To overcome limitations of topical therapies, emphasis has more recently been placed on testing modalities such as iontophoresis, which enhances the local uptake of drugs. Iontophoresis involves the application of an external electric force to induce further (electromotive) penetration of topical medication and has been evaluated to date with topical verapamil, dexamethasone, and orgotein (Schieroni et al, 1985). This is in contrast to a later study (Martin et al, 2002) that demonstrated no uptake of verapamil in tunica albuginea following topical application. A study (Levine et al, 2003) reported that 71.5% of excised tunica albuginea samples from 14 men who received iontophoresis and topical verapamil therapy prior to undergoing surgical treatment for PD were found to contain measurable levels of verapamil.

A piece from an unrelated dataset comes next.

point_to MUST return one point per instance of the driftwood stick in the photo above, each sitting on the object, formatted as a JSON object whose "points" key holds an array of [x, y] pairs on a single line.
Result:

A subsequent prospective, controlled study evaluated the efficacy of electromotive verapamil and dexamethasone vs electromotive lidocaine (lignocaine) in 96 men with PD (Di Stasi et al, 2004). Men were randomized to receive either verapamil 5 mg 6 dexamethasone 8 mg or 2% lidocaine with a 2.4-mA electric current for 20 minutes, 4 times weekly for 6 weeks. Compared with baseline, significant decreases in median plaque volume (reduction from 824 to 348 mm3) and penile curvature (reduction from 43u to 21u) were seen in the actively treated groups, whereas no changes in plaque volume or curvature were seen in the control group. Significant pain relief was experienced transiently in the control group and permanently in the treatment arm. These results support those of a previous uncontrolled study that reported plaque reduction in 82%, curvature decrease in 84%, and pain elimination in 88% of 49 men who received verapamil and dexamethasone treatment with iontophoresis (Di Stasi et al, 2003).
Intralesional injection therapies have become more popular over the last 2 decades and provide an additional minimally invasive modality for patients with PD. The intralesional approach allows for direct delivery of a particular agent at concentrations that might otherwise be toxic systemically. Use of corticosteroids or orgotein is not currently recommended, and there have been no randomized, placebo-controlled studies clearly documenting their efficacy. Verapamil has been shown in 1 placebo-controlled and numerous uncontrolled studies to have beneficial effects in PD. interferon-α-2a or -2b has been reported in peer reviewed multicenter placebo controlled studies to have efficacy in improving penile curvature, plaque size and density, and to reduce penile pain. Use of collagenase is supported by the results of studies that have revealed significant benefits for this therapy when employed early in the course of PD.
As the definitive pathophysiology of PD has yet to be elucidated, further research is required in this area. Intralesional therapy using various agents (eg, verapamil, interferon, and collagenase) is growing in clinical acceptance and popularity as a minimally invasive approach for the initial treatment of PD. As our scientific understanding of the underlying mechanisms of this perplexing condition increase we can anticipate the development of novel medical therapies for PD.